The so-called “gainful employment” rule has been in the works for years, drawing fierce lobbying from the industry and angry rhetoric from its supporters in Congress. The rule has been softened from previous versions and leaves the problem of high failure rates at the schools unaddressed, industry critics told the Washington Post.
The rules target schools that turn out students who earn too little to justify the cost their school charged. According to an administration fact sheet on the rule, any vocational training program whose graduates persistently face annual loan payments that are larger than 12 percent of their annual earnings and 30 percent of their discretionary income will risk being cut off from the federal money that for-profit schools rely upon. Schools may also be cut off if graduates face payments above 8 percent of annual income or 20 percent of discretionary income for four consecutive years.
There are currently 840,000 students enrolled in 1,400 separate programs that fall short of the performance required by the new rules, according to Secretary of Education Arne Duncan, with 99 percent of those programs offered by for-profit schools.
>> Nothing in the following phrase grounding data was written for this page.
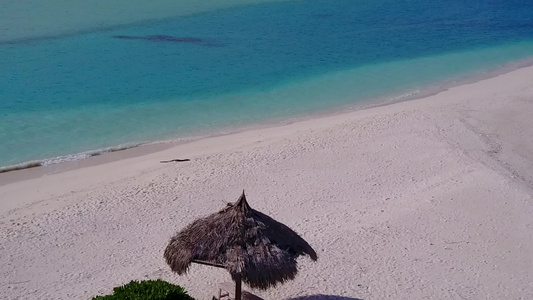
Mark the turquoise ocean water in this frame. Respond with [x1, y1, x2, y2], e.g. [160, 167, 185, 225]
[1, 0, 533, 168]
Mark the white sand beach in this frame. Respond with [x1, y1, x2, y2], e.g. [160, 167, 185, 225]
[1, 65, 533, 299]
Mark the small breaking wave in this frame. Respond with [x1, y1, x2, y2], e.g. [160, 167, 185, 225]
[387, 89, 421, 102]
[0, 143, 144, 174]
[0, 161, 43, 173]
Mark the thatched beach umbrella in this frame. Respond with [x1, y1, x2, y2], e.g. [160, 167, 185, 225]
[164, 191, 317, 300]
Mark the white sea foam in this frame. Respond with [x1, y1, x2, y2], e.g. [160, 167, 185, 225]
[0, 143, 143, 173]
[387, 90, 421, 102]
[0, 136, 209, 173]
[42, 144, 148, 166]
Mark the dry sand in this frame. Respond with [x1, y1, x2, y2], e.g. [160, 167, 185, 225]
[1, 66, 533, 300]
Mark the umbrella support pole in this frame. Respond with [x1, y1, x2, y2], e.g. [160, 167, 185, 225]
[235, 275, 242, 300]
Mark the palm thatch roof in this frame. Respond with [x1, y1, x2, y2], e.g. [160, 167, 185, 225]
[164, 191, 317, 290]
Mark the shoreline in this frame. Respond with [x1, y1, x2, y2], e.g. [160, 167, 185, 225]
[2, 54, 533, 184]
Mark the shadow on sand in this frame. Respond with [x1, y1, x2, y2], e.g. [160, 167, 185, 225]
[287, 295, 363, 300]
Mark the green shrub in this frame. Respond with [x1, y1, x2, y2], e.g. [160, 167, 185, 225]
[92, 279, 195, 300]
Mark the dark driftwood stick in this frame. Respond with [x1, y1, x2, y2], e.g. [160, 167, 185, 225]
[160, 159, 190, 163]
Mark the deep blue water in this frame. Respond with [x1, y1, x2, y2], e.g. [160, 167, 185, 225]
[1, 0, 533, 167]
The numbers are down from a previous draft of the rules that were expected to hit 1,900 programs and a million students, according to Inside Higher Ed, but up from the original gainful employment rule issued in 2010.
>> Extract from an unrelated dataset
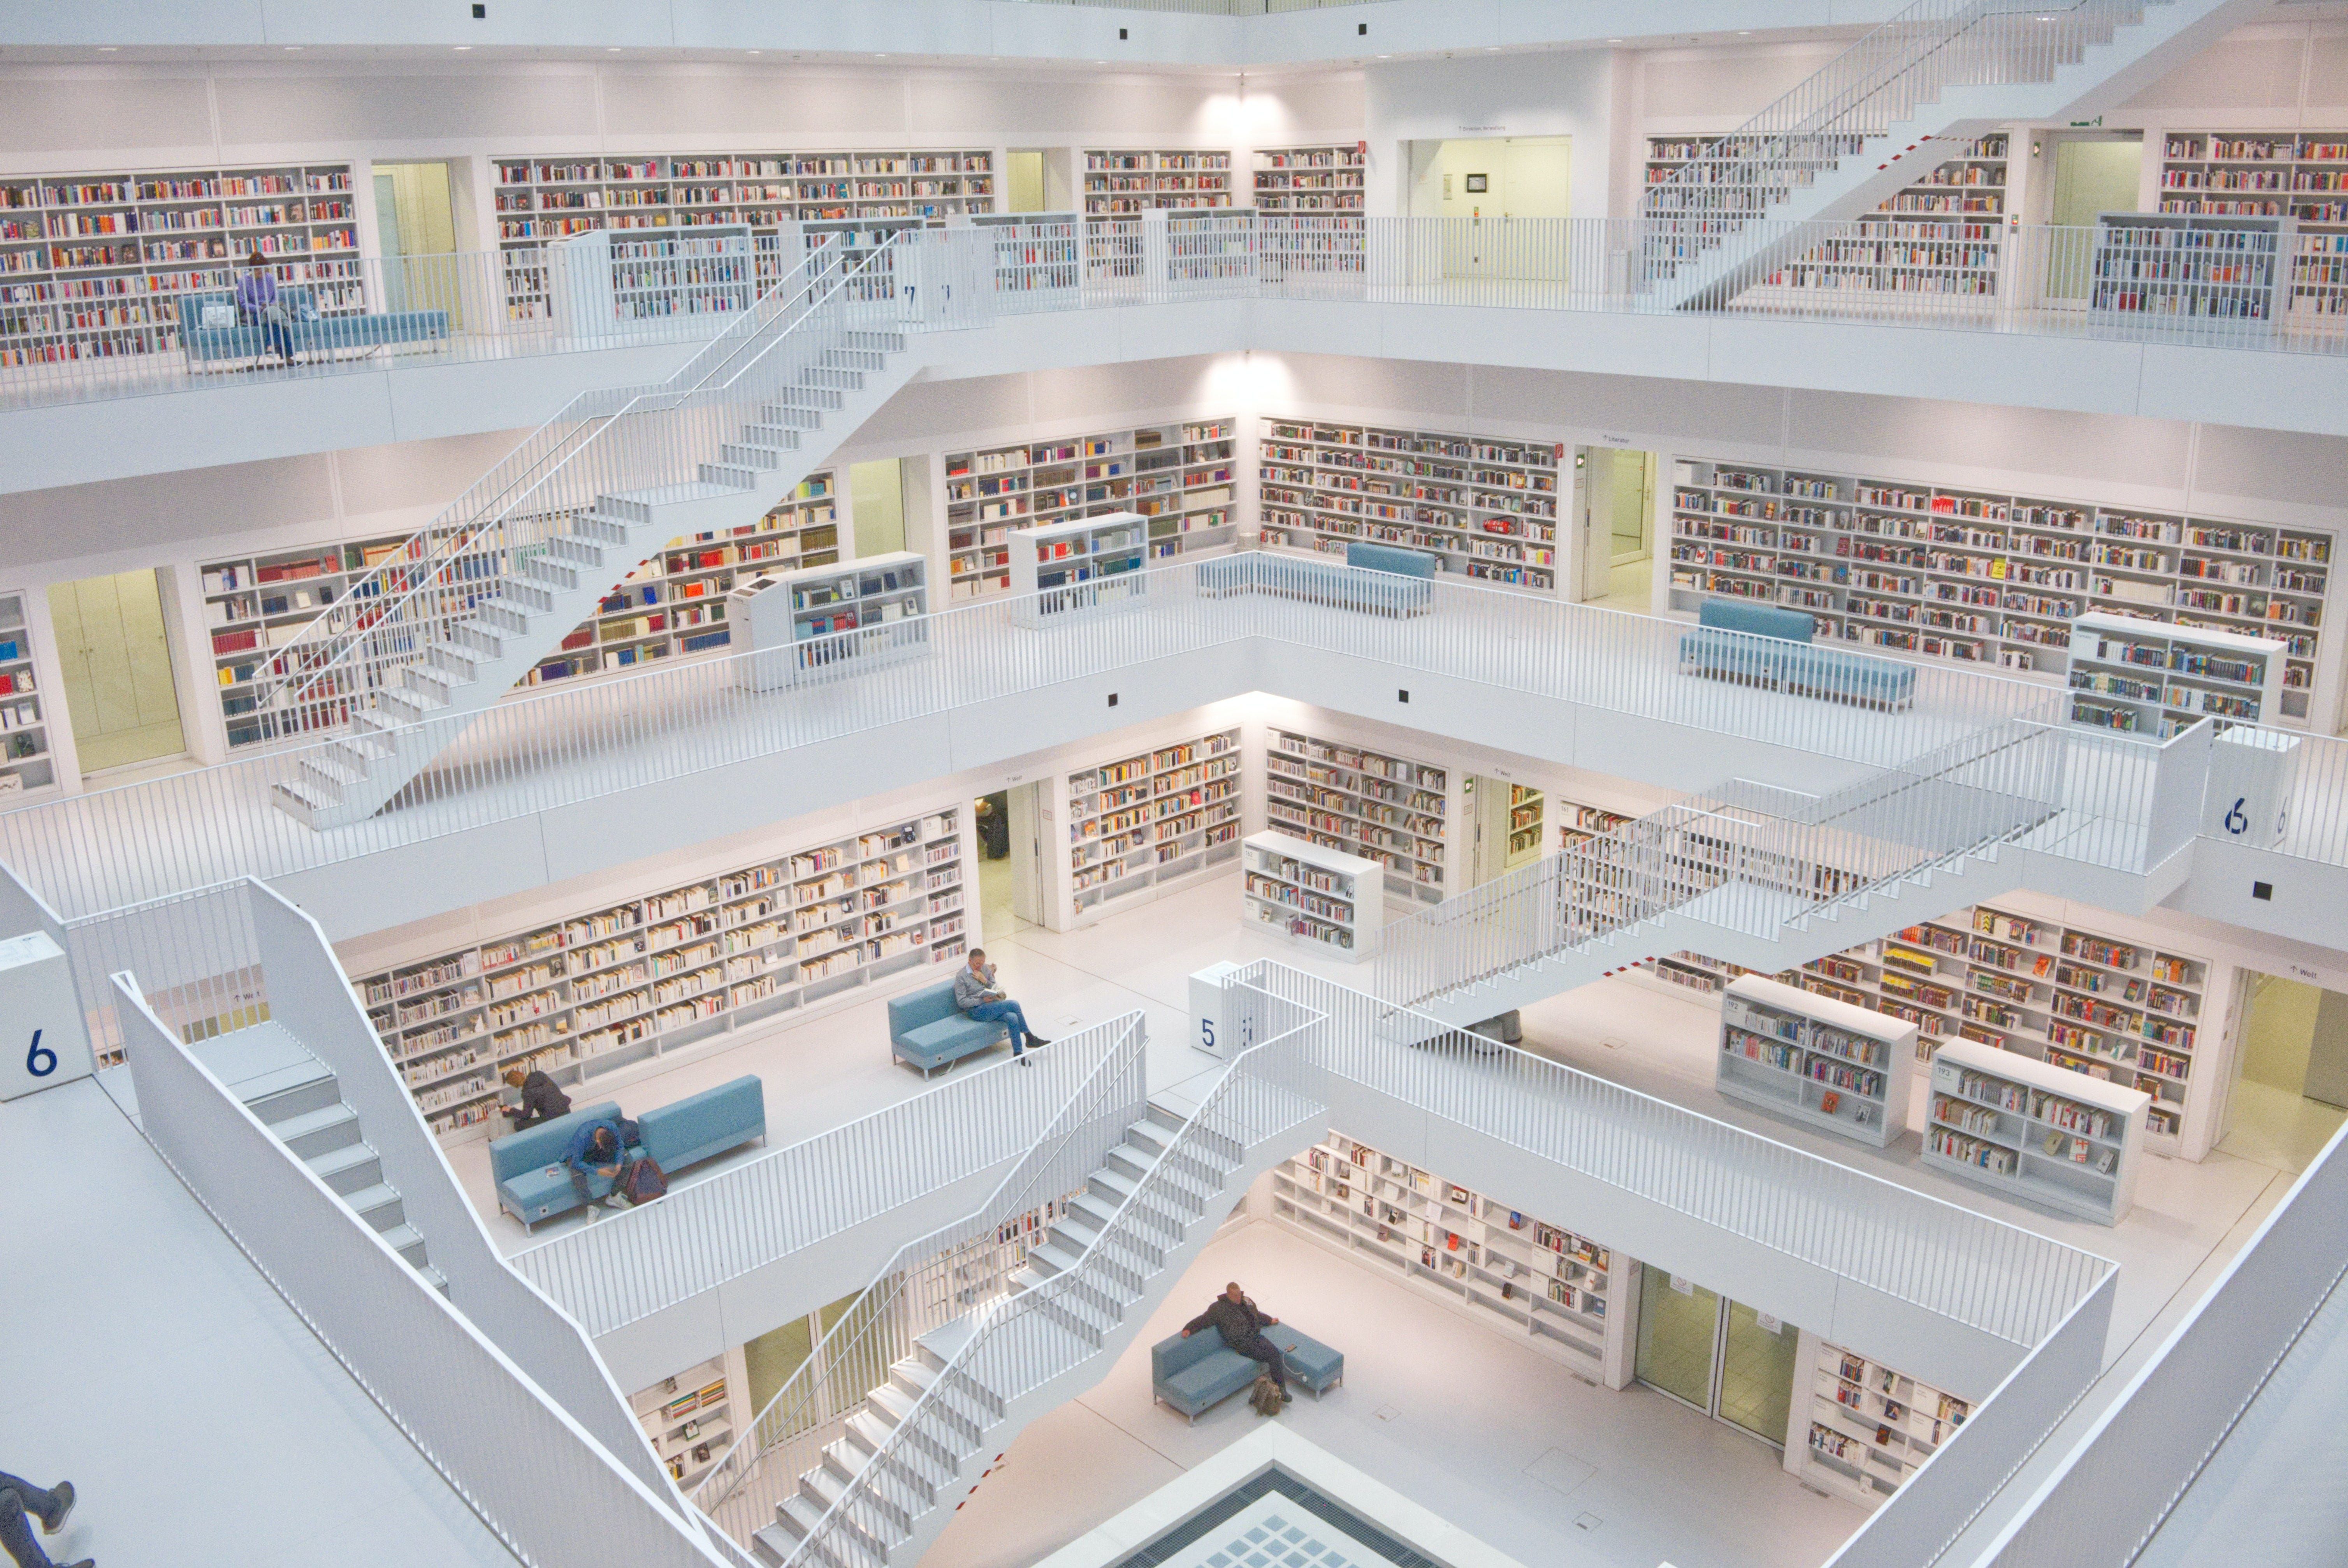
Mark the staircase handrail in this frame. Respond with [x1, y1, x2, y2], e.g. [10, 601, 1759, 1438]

Many for-profit schools get 90 cents of every dollar of their revenues from taxpayer-funded student loans. That taxpayer money is being spent inefficiently: a two-year degree that costs $8,300 on average from a community college will cost $35,000 at the average for-profit school, according to a Senate report. The schools commit far more resources to sales than to the classroom, spending a billion dollars more per year on recruiting than on educating students.
Those recruits drop out at a far higher rate, but since their loan dollars have already transferred to the for-profit company that runs the school, the dropouts and defaults don’t interfere with the company’s profits. Many for-profit education companies pay their executives based on overall profitability, meaning that company heads’ incentives are aligned with recruiting rather than educational achievement.
Despite charging far higher prices than traditional alternatives, for-profits appear to provide far lower value to their customers. Applicants with for-profit degrees have no better luck getting a job interview than people with no college education at all, according to a 2013 study. When they do find work, for-profit graduates earn about $2,000 less per year than their counterparts who got a different kind of education, according to a 2011 study. Those statistics are part of the reason that many for-profit schools have loan default rates that are higher than their graduation rates.
The median debt load for a for-profit graduate is $13,000 higher than for people who got their degrees from public schools, and for-profit students are more than four times as likely as community college kids to take on student loan debt to pay for school.
The finalized gainful employment rule is the most recent formal step in a gradual tightening of federal oversight at for-profit schools. Earlier this summer, the Department of Education effectively put Corinthian Colleges out of business by throttling the company’s access to federal funds due to Corinthian’s failure to cooperate with a federal inquiry into its business model. As one of the largest companies in the for-profit sector, Corinthian’s bankruptcy was big news in the industry. The government is helping the company sell off its campuses to other for-profit education companies rather than canceling students’ debts, however, leaving the ultimate fate of Corinthian students murky.
More recently, the Consumer Financial Protection Bureau sued the company to overturn hundreds of millions of dollars in student loan debts that it says the company originated illegally on behalf of students who shouldn’t have owed the money. And a group of organizers with Strike Debt bought and canceled over $4 million in student loan debt owed by Corinthian students at a cost of just $100,000, in hopes of launching a collective movement to resist illegitimate educational debt.